Can I Still Travel To West Africa?
The Canadian government recommends that citizens avoid non-essential travel to the affected regions in West Africa. This recommendation has been made to protect Canadian travellers and make it easier for health officials in these countries to dedicate their resources towards controlling the outbreak.
How Has The Scarborough Hospital (TSH) Prepared for Ebola?
Although the risk of Ebola in Canada remains low, protecting the health and safety of our patients, staff, physicians, families and the community is of the utmost importance. At TSH, we have taken Ebola preparedness very seriously. We have worked diligently to plan and prepare in the event we receive a patient presenting with Ebola or Ebola-like symptoms.

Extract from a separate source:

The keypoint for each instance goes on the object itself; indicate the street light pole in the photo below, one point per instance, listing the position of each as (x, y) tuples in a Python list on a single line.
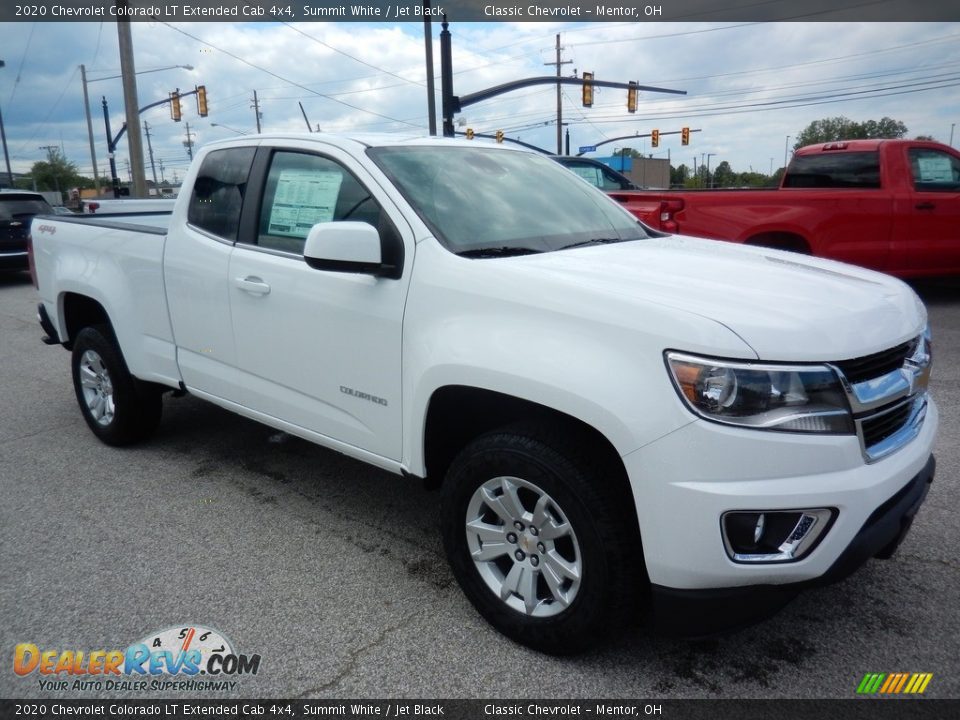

An Ebola Preparedness Advisory Committee, consisting of a cross-functional team of Directors and health care professionals, is in place to ensure that TSH can respond appropriately in the event we receive an Ebola patient. We have a series of updated policies and processes; and Ontario hospitals are receiving ongoing support and updates from the Ministry of Health Emergency Management Branch, Public Health Ontario and the Provincial Infectious Diseases Advisory Committee (PIDAC).
Other plans and preparations include:
- Screening procedures – including obtaining a patient’s travel history – for all incoming ED patients, with plans to extend the screening process to our outpatient clinics and elective surgery patients;
- Signage at our hospital’s public entrances to inform patients of self-screening and when to identify themselves appropriately to hospital staff;
- Appropriate and effective Personal Protective Equipment (PPE) at both campuses for staff and physicians to wear when caring for a suspected Ebola patient;
- Areas in our EDs and Intensive Care Units (ICUs) have been identified where suspected cases can be appropriately assessed, admitted and treated;
- Training for TSH personnel who would care for a suspected Ebola patient;
- Mock drills to ensure policies and procedures are carried out effectively and safely; and,
- A dedicated section on the hospital’s Intranet for staff and physicians with the latest information and resources on Ebola.